Housed in a very attractive enamelled steel case!


Overall view of machine
     

Tube

40W sealed CO2 laser tube. Wavelength 10.6μm (far infrared).

Quoted lifetime is 800-1000 hours, but it isn't specified at what current this value was obtained. Presumably running the tube harder will reduce its lifetime.

The actual time spent cutting is probably small, given the time setting up the work, calculating settings etc.

Water cooling provided by a little aquarium pump.


Laser tube
     

Mechanics & beam delivery

Stepper motor driven axes with an on-board motion control card. It uses the usual 3-mirror flying optics arrangement to deliver the beam to the cutting head.

Each mirror is a gold-coated front-surface mirror, about 20mm diameter. The lens is zinc selenide, AR-coated with a focal length of around 50mm.

 

The cutting bed can be lowered to accomodate articles up to 5cm in thickness. There is also a honeycomb cutting table. Second picture below shows adjustment knob for the table height.

   

The optimum distance from the top of the lens support plate to the surface of the material being cut appears to be 57mm.

Control panel & electronics

Front panel controls are keyswitch for main power, laser on switch, lighting on switch, laser test buttons, current adjust, and emergency stop.

 

Important safety note: The laser power supply (the largest PCB in the enclosure) is a switchmode supply run from the mains. As a result, the current adjust potentiometer is floating at half mains potential (about 120V). I mention this in case you try to make some circuit to control the laser current automatically, e.g. from a computer!

The start/stop signal for the laser is OK, because it is optoisolated from the laser power supply.
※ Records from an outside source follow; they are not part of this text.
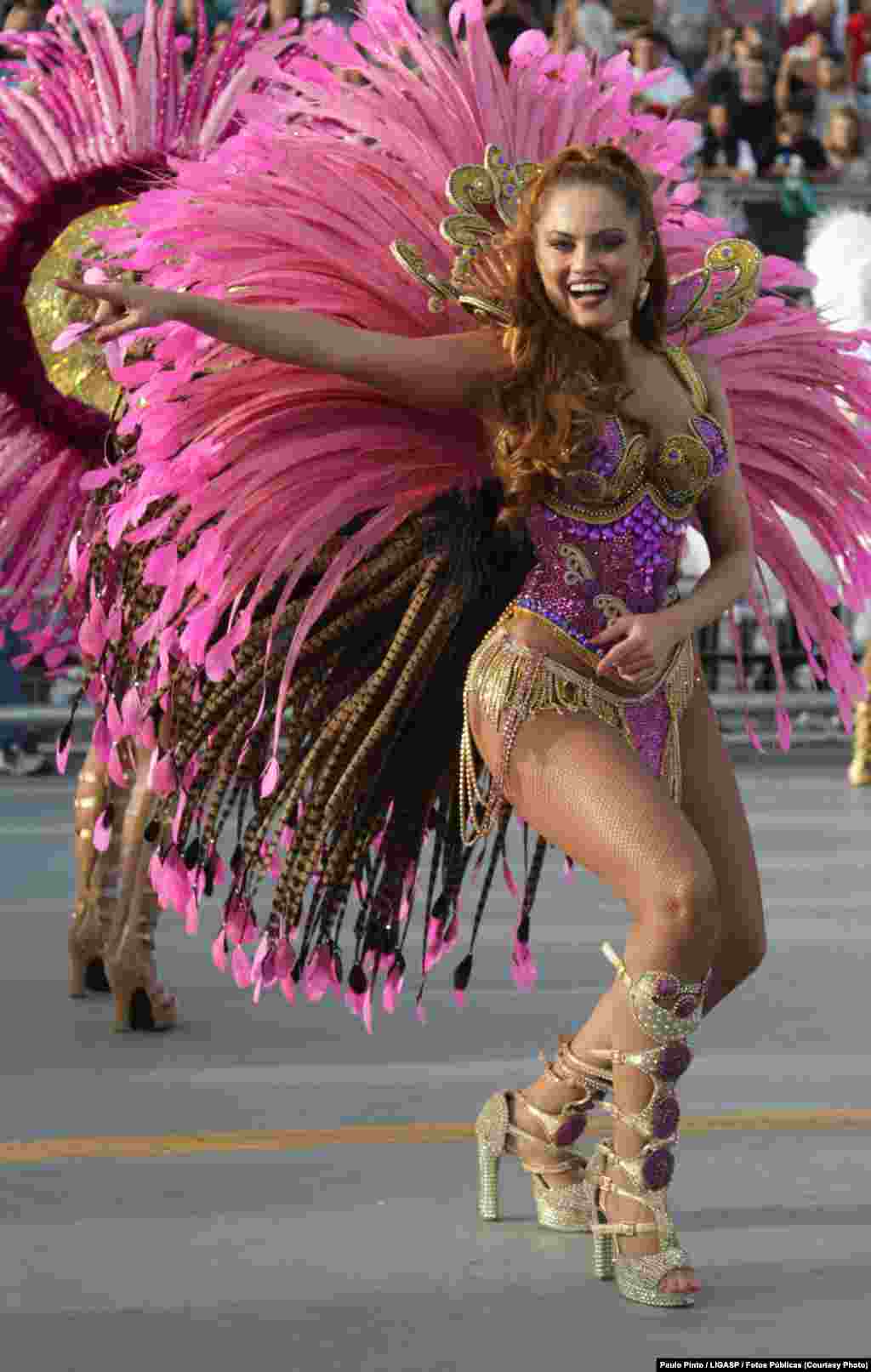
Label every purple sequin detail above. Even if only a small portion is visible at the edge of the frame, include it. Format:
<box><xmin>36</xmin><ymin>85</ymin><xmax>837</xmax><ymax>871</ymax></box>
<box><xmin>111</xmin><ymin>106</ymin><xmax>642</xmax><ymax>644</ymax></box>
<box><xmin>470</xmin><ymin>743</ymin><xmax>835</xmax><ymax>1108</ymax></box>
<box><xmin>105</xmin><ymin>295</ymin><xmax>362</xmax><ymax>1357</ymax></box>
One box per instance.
<box><xmin>640</xmin><ymin>1148</ymin><xmax>675</xmax><ymax>1191</ymax></box>
<box><xmin>554</xmin><ymin>1114</ymin><xmax>587</xmax><ymax>1148</ymax></box>
<box><xmin>515</xmin><ymin>400</ymin><xmax>727</xmax><ymax>784</ymax></box>
<box><xmin>694</xmin><ymin>414</ymin><xmax>728</xmax><ymax>476</ymax></box>
<box><xmin>657</xmin><ymin>1043</ymin><xmax>692</xmax><ymax>1081</ymax></box>
<box><xmin>625</xmin><ymin>687</ymin><xmax>671</xmax><ymax>777</ymax></box>
<box><xmin>650</xmin><ymin>1096</ymin><xmax>680</xmax><ymax>1139</ymax></box>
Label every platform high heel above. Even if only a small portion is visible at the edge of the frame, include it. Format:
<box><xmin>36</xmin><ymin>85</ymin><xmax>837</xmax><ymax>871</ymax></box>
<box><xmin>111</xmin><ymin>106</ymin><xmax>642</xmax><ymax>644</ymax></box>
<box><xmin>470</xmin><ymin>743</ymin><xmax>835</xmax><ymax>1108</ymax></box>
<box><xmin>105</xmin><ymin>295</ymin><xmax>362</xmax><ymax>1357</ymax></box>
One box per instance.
<box><xmin>67</xmin><ymin>748</ymin><xmax>125</xmax><ymax>999</ymax></box>
<box><xmin>475</xmin><ymin>1034</ymin><xmax>611</xmax><ymax>1233</ymax></box>
<box><xmin>583</xmin><ymin>942</ymin><xmax>712</xmax><ymax>1307</ymax></box>
<box><xmin>107</xmin><ymin>760</ymin><xmax>179</xmax><ymax>1033</ymax></box>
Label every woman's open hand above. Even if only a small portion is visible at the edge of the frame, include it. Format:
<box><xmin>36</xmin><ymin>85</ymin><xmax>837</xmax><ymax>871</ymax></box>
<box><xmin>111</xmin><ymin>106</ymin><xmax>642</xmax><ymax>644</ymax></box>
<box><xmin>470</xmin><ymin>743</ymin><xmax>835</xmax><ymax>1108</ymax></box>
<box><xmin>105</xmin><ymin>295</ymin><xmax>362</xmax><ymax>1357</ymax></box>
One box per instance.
<box><xmin>55</xmin><ymin>277</ymin><xmax>175</xmax><ymax>343</ymax></box>
<box><xmin>589</xmin><ymin>613</ymin><xmax>681</xmax><ymax>686</ymax></box>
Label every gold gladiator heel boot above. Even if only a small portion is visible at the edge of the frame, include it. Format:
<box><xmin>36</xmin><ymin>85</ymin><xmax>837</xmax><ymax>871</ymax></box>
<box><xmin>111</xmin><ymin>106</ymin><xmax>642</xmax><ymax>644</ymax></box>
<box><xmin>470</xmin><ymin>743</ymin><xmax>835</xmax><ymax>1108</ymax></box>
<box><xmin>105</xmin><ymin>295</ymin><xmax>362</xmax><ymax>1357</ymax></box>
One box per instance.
<box><xmin>846</xmin><ymin>700</ymin><xmax>871</xmax><ymax>786</ymax></box>
<box><xmin>475</xmin><ymin>1034</ymin><xmax>612</xmax><ymax>1233</ymax></box>
<box><xmin>107</xmin><ymin>766</ymin><xmax>177</xmax><ymax>1033</ymax></box>
<box><xmin>67</xmin><ymin>748</ymin><xmax>123</xmax><ymax>999</ymax></box>
<box><xmin>583</xmin><ymin>942</ymin><xmax>710</xmax><ymax>1307</ymax></box>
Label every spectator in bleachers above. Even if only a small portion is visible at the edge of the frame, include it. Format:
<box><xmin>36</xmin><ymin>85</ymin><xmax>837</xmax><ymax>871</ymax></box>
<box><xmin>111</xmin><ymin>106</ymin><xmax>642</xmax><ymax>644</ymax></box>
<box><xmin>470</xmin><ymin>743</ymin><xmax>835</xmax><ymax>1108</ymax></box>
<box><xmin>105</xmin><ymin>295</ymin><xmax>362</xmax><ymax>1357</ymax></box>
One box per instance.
<box><xmin>846</xmin><ymin>0</ymin><xmax>871</xmax><ymax>85</ymax></box>
<box><xmin>631</xmin><ymin>29</ymin><xmax>692</xmax><ymax>115</ymax></box>
<box><xmin>774</xmin><ymin>33</ymin><xmax>828</xmax><ymax>122</ymax></box>
<box><xmin>823</xmin><ymin>105</ymin><xmax>869</xmax><ymax>183</ymax></box>
<box><xmin>696</xmin><ymin>105</ymin><xmax>756</xmax><ymax>181</ymax></box>
<box><xmin>732</xmin><ymin>49</ymin><xmax>777</xmax><ymax>168</ymax></box>
<box><xmin>554</xmin><ymin>0</ymin><xmax>618</xmax><ymax>60</ymax></box>
<box><xmin>0</xmin><ymin>4</ymin><xmax>44</xmax><ymax>87</ymax></box>
<box><xmin>694</xmin><ymin>27</ymin><xmax>738</xmax><ymax>105</ymax></box>
<box><xmin>812</xmin><ymin>58</ymin><xmax>856</xmax><ymax>141</ymax></box>
<box><xmin>660</xmin><ymin>0</ymin><xmax>710</xmax><ymax>74</ymax></box>
<box><xmin>781</xmin><ymin>0</ymin><xmax>838</xmax><ymax>52</ymax></box>
<box><xmin>760</xmin><ymin>107</ymin><xmax>828</xmax><ymax>181</ymax></box>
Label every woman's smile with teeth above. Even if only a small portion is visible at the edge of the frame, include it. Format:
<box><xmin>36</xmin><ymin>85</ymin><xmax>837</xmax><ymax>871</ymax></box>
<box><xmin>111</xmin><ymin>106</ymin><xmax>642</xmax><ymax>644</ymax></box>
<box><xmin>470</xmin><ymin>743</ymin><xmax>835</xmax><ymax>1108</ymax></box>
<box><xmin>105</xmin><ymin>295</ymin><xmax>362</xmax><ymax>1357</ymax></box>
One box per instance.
<box><xmin>569</xmin><ymin>282</ymin><xmax>607</xmax><ymax>296</ymax></box>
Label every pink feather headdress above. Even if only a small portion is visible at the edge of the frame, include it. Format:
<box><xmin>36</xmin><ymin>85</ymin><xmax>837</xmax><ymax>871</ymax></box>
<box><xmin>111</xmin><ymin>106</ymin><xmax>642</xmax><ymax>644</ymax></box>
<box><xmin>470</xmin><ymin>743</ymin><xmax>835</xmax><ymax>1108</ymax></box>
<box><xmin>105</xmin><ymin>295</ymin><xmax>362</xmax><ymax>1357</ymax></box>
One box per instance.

I would also be a bit wary of whether the current control potentiometer can actually withstand that voltage to earth - note that the pot shaft is metal! When I make the attachment for a multiturn knob, I'll probably make it insulating, just in case.

Fume extraction

Fan on the rear of the casing, pulling smoke away from the cutting area. Maybe not the most powerful, but it does work.

     

I later added an additional axial flow fan just under the roof where the vent exits - this roughly doubled the available airflow. It has the added benefit of acting as a general-purpose fume extractor when the laser cutter is switched off.